“Europe must turn its predicament to Sambhavna,” says Thorsten Benner, Global Public Policy Institute
New Delhi [India], April 11 (ANI): Thorsten Benner, Co-founder and Director, Global Public Policy Institute took cues from External Affairs Minister S Jaishankar and said that Europe must move towards the theme of Sambhavna, or ‘possibility’, which was the theme of the Carnegie 9th Global Tech Summit.
While speaking at the summit, Benner said that Europe must turn its predicament to Sambhavna because the modern world poses no other alternative to them.
“We can learn from the spirit in a sense, as Dr Jaishankar talked about our predicament as Europeans and I think we need to turn our predicament to Sambhavna, because we have no other choice and getting to action and rethinking things and we think in collaboration and diversifying what would we be starting to talk about,” he said.
He said that India is a central focus on this, and now Europe was doing something which was unthinkable before, like talking about defence cooperation with India.
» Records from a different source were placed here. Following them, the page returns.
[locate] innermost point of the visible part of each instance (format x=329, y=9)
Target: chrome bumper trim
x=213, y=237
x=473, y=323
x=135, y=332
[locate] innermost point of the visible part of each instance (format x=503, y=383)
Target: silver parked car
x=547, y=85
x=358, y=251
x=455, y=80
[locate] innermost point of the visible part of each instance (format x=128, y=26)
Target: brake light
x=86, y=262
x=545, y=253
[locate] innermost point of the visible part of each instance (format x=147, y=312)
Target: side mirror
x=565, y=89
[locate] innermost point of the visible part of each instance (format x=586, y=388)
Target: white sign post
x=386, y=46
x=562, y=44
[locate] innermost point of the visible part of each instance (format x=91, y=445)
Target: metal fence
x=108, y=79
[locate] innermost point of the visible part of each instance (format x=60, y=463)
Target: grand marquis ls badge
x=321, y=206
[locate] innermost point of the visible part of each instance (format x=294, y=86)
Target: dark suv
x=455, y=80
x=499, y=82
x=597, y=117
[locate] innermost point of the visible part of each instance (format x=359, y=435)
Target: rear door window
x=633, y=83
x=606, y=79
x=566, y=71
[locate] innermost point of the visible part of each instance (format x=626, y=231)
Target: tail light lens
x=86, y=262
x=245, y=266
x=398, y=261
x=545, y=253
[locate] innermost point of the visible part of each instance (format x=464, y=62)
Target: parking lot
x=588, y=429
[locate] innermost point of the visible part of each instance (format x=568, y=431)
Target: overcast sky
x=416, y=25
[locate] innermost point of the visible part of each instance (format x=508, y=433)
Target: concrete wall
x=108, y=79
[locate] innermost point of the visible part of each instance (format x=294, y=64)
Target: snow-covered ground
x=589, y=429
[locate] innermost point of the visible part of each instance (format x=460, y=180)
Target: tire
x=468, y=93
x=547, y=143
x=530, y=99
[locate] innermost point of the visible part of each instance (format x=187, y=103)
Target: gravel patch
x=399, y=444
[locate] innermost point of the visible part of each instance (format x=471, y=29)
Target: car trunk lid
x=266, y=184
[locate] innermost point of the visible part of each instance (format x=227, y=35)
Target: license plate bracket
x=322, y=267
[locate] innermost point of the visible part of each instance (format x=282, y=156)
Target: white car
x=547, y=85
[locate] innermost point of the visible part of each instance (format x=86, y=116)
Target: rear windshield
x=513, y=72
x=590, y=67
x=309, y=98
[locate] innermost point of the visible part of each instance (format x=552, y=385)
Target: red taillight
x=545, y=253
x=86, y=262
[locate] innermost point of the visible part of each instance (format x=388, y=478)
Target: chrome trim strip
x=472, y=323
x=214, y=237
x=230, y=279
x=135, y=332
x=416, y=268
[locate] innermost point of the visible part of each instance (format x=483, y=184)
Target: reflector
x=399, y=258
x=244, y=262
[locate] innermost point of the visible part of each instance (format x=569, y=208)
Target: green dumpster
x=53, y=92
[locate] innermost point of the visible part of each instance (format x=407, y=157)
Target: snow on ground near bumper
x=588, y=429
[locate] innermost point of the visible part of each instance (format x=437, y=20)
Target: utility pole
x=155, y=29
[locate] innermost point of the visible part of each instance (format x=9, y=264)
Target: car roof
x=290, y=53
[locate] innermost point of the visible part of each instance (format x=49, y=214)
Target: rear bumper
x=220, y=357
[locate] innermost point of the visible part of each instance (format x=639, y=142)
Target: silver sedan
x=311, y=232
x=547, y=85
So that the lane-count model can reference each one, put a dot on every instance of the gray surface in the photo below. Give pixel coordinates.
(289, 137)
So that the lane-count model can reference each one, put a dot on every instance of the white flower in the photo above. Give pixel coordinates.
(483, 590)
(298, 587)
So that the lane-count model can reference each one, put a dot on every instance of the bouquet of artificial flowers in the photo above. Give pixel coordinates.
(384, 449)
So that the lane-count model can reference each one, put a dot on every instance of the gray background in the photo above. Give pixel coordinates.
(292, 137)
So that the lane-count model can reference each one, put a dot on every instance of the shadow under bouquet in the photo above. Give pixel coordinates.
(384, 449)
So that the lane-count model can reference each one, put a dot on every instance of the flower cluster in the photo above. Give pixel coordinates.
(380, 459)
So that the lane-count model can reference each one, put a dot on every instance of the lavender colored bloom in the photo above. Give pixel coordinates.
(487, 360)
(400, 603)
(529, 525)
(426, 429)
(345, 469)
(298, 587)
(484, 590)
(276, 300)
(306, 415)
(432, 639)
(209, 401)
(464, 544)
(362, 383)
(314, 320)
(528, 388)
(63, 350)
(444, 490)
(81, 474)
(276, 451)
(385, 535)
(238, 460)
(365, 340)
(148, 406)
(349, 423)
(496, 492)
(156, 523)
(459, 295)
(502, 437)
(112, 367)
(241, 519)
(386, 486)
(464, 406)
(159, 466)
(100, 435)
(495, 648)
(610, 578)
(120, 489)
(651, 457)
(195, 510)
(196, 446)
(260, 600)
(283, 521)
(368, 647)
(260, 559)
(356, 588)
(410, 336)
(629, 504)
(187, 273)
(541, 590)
“Of course India is the focus on this. I think the thinking on this has started to look at the coalition treaty in my country, which has just been concluded, and the talks about deepening the trading partnership with India. Who would have thought that there would be talks about deepening defence cooperation and green energy and overall energy partnerships? So, I think it is important to ask you to focus on India’s strategy,” he said.
Speaking at the same summit, Ashley J Tellis, Tata Chair for Strategic Affairs and Senior Fellow, Carnegie Endowment for International Peace, said that the US administration, led by US President Donald Trump, is very unpredictable.
“It’s very hard to try and define with precision what this administration [US administration] will do. But I think there are two trends that are competing for attention,” he said.
Tellis said that the US administration has something that he called ‘technonationalism’, wherein they want to bring back what they think is ‘lost’.
“One is a strong streak of technonationalism that exists in this administration. It wants to preserve and protect US tech dominance and bring back a variety of capabilities that it believes have been lost from the rest of the world back to the US. On the other hand, it is also a recognition that there will be limits to how successfully and how completely this process can actually be brought to fruition,” he said.